Sports

Why does BCS have to act as a high school?

Kicking off the NCAA Men’s Basketball Tournament, the billion-dollar television property known as “March Madness,” with its 68-team field that includes universities like Wofford and Belmont, is the perfect opportunity to bring out once plus the hypocrisy of the organization when it comes to deciding a soccer champion. While equality basketball tournaments—heck, we can also include the women’s side here—are open to a variety of teams, big and small, public and private, well-funded and on tight budgets. the dominance of college football is a study in elitism.

The so-called Bowl Championship Series conferences (SEC, Big 10, Pac 10, Big 12, Big East and ACC…along with a special exemption for Notre Dame) make all the decisions in college football and if they don’t like someone, they are more than happy to take their ball and go home. The conferences, all of which make millions of dollars for their member schools with television contracts, like to be an exclusive club. A college football country club, if you will. Working with the antiquated bowl system, fought for (just in many cases) by local officials who fear being left out of the tourist money bandwagon, the NCAA has become a hostage to the big football programs. that make up those six conferences and Notre Dame.

In football settings, rules are in place to minimize the number of teams from outside the power conferences that get a chance to play in a big money bowl game. It doesn’t matter the actual championship game. That’s decided by a Byzantine formula that seems to factor in TV ratings and booster funds just as much as it does anything sports-related. At most, there are two teams from outside of the major conferences that participate in bowls designated as BCS. (We’ll save what a complete waste of time the minor bowl series has become over the years for a December post, while I’m looking at the San Diego County Credit Union’s Poinsettia Bowl.)

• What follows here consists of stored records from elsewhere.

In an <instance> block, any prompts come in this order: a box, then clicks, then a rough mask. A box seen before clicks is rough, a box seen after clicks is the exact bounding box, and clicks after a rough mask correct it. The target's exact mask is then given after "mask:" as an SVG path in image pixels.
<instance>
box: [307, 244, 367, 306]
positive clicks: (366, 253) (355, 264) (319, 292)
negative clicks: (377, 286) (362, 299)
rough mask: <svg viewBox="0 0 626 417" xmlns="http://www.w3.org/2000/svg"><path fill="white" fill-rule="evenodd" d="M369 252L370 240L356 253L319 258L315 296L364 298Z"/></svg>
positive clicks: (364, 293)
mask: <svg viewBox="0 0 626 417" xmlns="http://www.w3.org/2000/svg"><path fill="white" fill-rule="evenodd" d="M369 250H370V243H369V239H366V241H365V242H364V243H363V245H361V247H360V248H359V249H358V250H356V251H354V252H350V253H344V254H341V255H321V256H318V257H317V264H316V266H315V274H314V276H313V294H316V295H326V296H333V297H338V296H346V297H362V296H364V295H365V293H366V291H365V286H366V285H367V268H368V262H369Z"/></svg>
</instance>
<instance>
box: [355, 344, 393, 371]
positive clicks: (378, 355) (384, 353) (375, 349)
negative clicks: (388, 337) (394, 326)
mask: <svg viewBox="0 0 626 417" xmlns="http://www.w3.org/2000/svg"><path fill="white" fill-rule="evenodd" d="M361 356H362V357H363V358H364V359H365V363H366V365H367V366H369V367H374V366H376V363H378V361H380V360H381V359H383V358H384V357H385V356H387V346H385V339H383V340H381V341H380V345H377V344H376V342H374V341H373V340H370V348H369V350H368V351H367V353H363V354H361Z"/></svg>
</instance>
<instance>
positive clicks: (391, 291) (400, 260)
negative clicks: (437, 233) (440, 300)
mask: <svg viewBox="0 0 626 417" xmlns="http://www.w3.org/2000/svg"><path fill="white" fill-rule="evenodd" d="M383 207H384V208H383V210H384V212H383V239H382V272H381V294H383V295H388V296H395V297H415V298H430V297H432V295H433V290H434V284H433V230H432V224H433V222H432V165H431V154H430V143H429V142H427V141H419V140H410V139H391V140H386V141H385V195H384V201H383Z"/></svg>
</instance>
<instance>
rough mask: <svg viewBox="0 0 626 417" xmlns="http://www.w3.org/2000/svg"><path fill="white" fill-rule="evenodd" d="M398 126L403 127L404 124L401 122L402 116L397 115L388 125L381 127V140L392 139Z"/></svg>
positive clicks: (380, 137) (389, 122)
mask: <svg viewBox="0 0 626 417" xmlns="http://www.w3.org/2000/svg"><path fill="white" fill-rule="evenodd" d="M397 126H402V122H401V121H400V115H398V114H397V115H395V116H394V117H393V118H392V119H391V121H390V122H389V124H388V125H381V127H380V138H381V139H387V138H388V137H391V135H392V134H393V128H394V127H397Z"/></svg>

The argument that the NCAA makes for doing things the way it does, and not replacing it with the kind of playoff system used for college basketball, is that it would be academically detrimental to football players. The governing body, of course, has never explained why it’s not detrimental to the studies of football players at all other levels of college football, who do make the playoffs, or why it’s okay for college teams to basketball miss large portions of classes during the month of March. So as you think back to last season, when a small school in Indianapolis named Butler nearly angered ACC powerhouse Duke, take a moment to remember that you’d never see that kind of story in college football.

You’ll never see anything quite like this year’s upset of traditional Louisville basketball power by Morehead State during the early rounds of the men’s basketball tournament, either. The college football powers that be want you to believe that such a thing would be bad for business. Faced with the fact that such upsets actually increase public interest in their men’s basketball tournament, college football shrugs and issues a collective, “Yeah, well, that’s basketball.” Yes, it’s basketball and I’ll sit back and enjoy the little ones breaking supports as they struggle to play for another two weeks. In the end, the schools with the big names and the big money still, if history is any indication, will come out victorious in the end.

But no one can ever say that everyone didn’t have a chance. Meanwhile, most of the 120 teams in the Football Bowl Subdivision of college football’s Division I have already been eliminated from championship contention…and their season doesn’t start for another five months. It’s time for BCS to graduate from high school!